Changing to public didn't have an effect.
lscpu explains it... Chip is running at 500Mhz, so 40-60% CPU I'm seeing is not that much in the grand scheme. Seems silly it's even doing that much work, but I expect that's on the game not this container.
Thanks for all the explanation. Very helpful. I saw the godot reference in another issue, but I'll second the request for a tip jar.
That top was from the host, not the container.
Oh then depending on your environment you might want to look into https://docs.docker.com/engine/security/userns-remap/ I guess with a private server it's not really that important but on a public one it makes sense to use subordinate UIDs/GIDs to map UID 0 of the container to some other UID on the host.
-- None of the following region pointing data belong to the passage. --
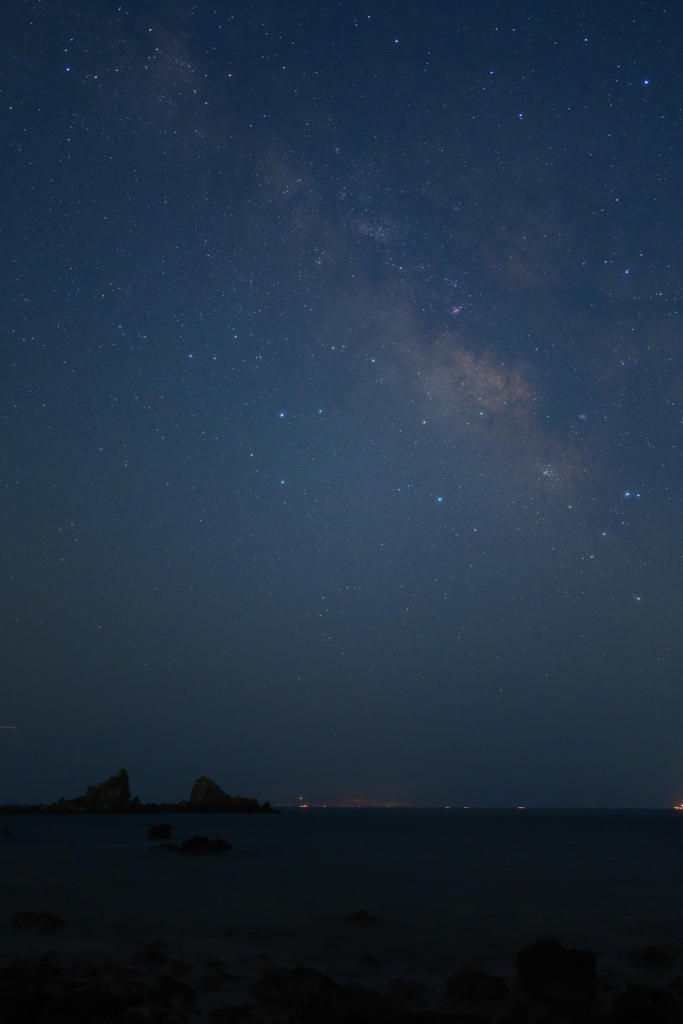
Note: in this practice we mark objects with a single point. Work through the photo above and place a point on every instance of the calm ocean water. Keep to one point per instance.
(447, 887)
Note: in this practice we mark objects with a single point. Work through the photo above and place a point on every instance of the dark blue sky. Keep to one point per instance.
(342, 400)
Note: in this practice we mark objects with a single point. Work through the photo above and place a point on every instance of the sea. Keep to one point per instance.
(447, 887)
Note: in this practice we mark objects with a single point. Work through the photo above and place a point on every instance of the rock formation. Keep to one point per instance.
(114, 797)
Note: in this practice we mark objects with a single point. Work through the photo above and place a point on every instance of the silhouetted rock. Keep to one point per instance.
(360, 919)
(202, 844)
(468, 983)
(208, 796)
(41, 922)
(311, 996)
(653, 956)
(160, 832)
(430, 1017)
(114, 795)
(156, 952)
(302, 986)
(230, 1014)
(550, 971)
(644, 1005)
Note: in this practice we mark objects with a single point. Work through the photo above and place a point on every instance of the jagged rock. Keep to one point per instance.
(468, 983)
(361, 919)
(202, 844)
(301, 987)
(550, 971)
(160, 832)
(41, 922)
(230, 1014)
(156, 952)
(207, 794)
(114, 795)
(653, 956)
(313, 997)
(168, 987)
(431, 1017)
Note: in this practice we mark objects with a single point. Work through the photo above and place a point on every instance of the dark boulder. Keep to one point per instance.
(202, 844)
(156, 952)
(360, 919)
(114, 795)
(550, 971)
(311, 996)
(468, 983)
(301, 987)
(160, 832)
(230, 1014)
(207, 796)
(41, 922)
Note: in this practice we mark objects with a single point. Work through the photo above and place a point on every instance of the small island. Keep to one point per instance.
(113, 797)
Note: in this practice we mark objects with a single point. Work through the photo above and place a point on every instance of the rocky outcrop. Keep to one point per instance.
(475, 986)
(160, 832)
(548, 970)
(208, 796)
(114, 795)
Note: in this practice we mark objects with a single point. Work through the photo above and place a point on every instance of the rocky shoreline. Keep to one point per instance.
(114, 797)
(552, 985)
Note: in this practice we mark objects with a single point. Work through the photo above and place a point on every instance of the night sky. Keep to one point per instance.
(342, 400)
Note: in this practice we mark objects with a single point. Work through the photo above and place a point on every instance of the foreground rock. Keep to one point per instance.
(467, 983)
(208, 796)
(309, 995)
(114, 797)
(202, 844)
(160, 832)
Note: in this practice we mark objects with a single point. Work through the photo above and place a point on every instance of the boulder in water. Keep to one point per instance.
(114, 795)
(468, 983)
(41, 922)
(160, 832)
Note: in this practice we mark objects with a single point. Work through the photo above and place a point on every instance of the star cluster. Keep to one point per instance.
(342, 398)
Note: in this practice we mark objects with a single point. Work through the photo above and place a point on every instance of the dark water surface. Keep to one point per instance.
(446, 886)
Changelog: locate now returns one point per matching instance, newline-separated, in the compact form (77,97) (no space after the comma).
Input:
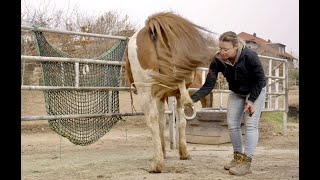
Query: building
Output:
(268,48)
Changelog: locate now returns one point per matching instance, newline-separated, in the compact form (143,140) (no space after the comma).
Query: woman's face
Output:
(227,50)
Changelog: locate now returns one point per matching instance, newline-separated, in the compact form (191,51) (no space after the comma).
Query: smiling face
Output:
(228,44)
(227,50)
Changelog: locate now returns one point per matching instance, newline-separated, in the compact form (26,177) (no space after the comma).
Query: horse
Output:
(162,58)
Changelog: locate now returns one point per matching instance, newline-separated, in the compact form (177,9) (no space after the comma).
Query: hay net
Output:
(81,131)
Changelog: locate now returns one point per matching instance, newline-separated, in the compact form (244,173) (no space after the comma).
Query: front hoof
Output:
(186,158)
(154,171)
(189,111)
(156,167)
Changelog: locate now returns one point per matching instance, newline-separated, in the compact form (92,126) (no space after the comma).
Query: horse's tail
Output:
(180,47)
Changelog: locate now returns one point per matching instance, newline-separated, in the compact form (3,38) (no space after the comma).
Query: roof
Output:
(264,45)
(249,37)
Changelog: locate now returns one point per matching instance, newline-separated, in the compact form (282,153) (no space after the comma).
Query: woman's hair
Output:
(232,37)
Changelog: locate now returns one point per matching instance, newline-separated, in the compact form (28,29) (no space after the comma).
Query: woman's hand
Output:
(249,107)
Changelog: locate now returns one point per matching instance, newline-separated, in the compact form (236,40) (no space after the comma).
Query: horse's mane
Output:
(180,47)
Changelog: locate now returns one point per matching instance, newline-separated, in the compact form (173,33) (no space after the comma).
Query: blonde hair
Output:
(232,37)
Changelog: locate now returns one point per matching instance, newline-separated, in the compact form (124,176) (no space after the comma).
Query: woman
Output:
(244,73)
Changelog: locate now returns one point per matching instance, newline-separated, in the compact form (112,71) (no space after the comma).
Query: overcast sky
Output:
(277,20)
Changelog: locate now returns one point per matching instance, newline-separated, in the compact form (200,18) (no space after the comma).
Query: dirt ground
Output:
(125,152)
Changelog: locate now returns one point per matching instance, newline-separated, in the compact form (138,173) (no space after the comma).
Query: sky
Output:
(277,20)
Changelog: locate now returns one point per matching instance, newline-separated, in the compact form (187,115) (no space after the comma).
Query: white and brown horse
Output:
(162,59)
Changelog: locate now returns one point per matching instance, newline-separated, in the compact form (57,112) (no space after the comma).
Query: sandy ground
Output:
(125,152)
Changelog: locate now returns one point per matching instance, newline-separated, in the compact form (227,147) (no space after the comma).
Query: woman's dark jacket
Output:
(245,77)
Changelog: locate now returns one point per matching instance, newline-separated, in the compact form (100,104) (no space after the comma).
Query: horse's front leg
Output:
(181,123)
(150,108)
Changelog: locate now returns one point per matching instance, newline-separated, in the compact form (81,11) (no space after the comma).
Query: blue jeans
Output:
(235,110)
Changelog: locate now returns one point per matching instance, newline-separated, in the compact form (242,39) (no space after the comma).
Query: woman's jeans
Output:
(235,110)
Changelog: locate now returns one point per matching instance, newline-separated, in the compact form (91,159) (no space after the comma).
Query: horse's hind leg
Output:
(162,126)
(150,107)
(181,122)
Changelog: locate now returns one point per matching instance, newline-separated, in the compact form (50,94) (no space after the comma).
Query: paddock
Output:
(123,152)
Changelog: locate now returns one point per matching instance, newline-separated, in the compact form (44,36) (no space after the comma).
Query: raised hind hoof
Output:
(186,158)
(156,167)
(153,172)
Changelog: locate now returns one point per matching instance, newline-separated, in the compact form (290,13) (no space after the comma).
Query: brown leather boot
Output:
(243,165)
(233,161)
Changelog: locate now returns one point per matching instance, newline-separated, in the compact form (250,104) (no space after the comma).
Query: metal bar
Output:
(285,99)
(276,106)
(73,32)
(51,117)
(172,122)
(273,58)
(31,118)
(213,90)
(76,68)
(67,88)
(63,59)
(269,84)
(275,77)
(202,69)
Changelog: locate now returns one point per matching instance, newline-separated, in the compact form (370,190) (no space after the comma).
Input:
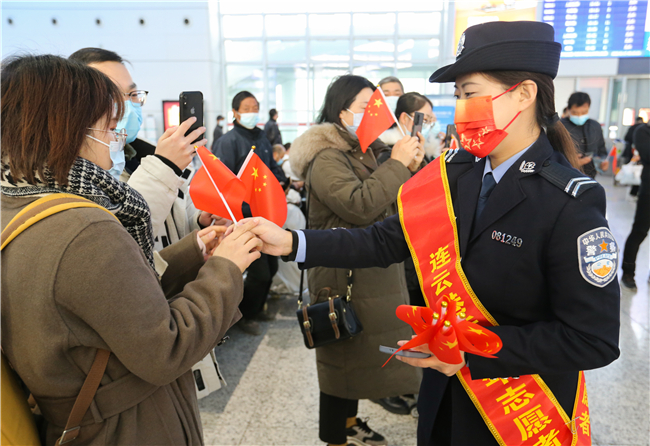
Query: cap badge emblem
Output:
(527,167)
(461,46)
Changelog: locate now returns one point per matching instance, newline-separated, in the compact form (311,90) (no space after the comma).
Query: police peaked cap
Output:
(504,46)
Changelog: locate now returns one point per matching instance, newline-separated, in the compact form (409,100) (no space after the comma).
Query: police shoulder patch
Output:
(598,256)
(571,181)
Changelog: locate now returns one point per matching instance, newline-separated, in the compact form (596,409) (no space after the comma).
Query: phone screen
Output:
(191,104)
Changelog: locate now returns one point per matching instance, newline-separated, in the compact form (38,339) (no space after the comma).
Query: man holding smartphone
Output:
(232,149)
(160,173)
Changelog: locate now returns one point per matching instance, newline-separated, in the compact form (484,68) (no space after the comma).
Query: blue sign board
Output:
(600,28)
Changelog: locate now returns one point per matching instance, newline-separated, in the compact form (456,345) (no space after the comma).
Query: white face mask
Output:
(116,149)
(249,120)
(356,121)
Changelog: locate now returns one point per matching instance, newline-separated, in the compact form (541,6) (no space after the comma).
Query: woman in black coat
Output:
(532,240)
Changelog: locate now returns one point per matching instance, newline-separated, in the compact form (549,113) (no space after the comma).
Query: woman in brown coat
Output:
(83,280)
(349,189)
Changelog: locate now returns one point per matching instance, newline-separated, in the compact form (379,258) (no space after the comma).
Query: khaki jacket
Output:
(77,281)
(349,190)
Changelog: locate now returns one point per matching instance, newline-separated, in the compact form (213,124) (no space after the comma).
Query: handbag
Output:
(334,320)
(207,376)
(629,175)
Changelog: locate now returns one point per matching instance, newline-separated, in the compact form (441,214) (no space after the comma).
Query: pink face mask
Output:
(475,125)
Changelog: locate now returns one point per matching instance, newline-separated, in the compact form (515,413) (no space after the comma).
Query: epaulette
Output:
(572,182)
(458,156)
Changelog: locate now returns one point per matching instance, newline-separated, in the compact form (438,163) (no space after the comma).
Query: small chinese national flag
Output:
(263,191)
(377,118)
(212,178)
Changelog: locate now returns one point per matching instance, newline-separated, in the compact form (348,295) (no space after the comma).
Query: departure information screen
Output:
(600,28)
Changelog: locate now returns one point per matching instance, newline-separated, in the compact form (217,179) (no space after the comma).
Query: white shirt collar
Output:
(502,168)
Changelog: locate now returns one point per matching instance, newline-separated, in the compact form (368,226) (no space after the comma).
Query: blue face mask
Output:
(249,120)
(579,120)
(131,121)
(118,164)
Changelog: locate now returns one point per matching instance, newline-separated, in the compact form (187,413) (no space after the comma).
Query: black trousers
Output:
(334,412)
(639,232)
(257,285)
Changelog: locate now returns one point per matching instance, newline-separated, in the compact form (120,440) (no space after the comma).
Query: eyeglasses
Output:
(119,136)
(137,96)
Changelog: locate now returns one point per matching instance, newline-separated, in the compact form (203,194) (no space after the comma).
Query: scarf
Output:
(90,181)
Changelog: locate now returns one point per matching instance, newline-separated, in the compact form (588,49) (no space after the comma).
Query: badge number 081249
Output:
(507,239)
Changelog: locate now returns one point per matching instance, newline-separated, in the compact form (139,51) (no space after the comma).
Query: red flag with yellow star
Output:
(216,189)
(264,194)
(377,118)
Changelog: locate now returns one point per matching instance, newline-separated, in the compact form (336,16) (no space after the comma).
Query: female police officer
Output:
(530,237)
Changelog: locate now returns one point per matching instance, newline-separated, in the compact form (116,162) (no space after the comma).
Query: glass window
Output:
(286,50)
(375,50)
(242,26)
(243,51)
(419,23)
(290,95)
(329,24)
(418,49)
(286,25)
(330,50)
(374,24)
(416,78)
(374,72)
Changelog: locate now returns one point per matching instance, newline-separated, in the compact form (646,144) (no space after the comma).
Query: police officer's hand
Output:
(275,240)
(211,237)
(405,150)
(240,245)
(207,219)
(177,147)
(432,362)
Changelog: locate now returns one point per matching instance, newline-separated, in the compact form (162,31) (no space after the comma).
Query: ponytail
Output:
(547,118)
(561,140)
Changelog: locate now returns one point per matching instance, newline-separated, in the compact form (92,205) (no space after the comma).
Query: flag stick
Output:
(223,199)
(391,111)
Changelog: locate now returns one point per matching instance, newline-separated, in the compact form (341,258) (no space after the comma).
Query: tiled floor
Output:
(272,392)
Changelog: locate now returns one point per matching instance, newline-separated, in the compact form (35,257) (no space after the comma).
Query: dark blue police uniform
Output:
(555,318)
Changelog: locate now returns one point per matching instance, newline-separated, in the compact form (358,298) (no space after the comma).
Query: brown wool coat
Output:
(349,190)
(77,281)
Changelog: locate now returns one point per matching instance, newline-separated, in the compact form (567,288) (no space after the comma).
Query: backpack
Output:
(17,426)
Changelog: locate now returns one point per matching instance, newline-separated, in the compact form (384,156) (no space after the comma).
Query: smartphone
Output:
(405,353)
(191,104)
(418,119)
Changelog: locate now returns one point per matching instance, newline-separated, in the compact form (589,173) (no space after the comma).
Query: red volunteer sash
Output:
(518,411)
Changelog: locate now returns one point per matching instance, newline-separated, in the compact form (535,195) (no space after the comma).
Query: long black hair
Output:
(340,95)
I should add something to the README about that.
I'll close the issue in a day or two if nothing else comes up.
Oh, good catch... I didn't notice it was running as root. I'm no deep docker expert, so I expected PUID= and PGID= to set the user and group IDs for the container as that's how it's been configured for all my other containers. I'll check out those docs, thanks.
valheim_server is consuming most of a recent i7 core when idle with no players. I guessed this was a game issue, but the game forums imply this issue was fixed in early February. Maybe some issue with the config in the docker setup?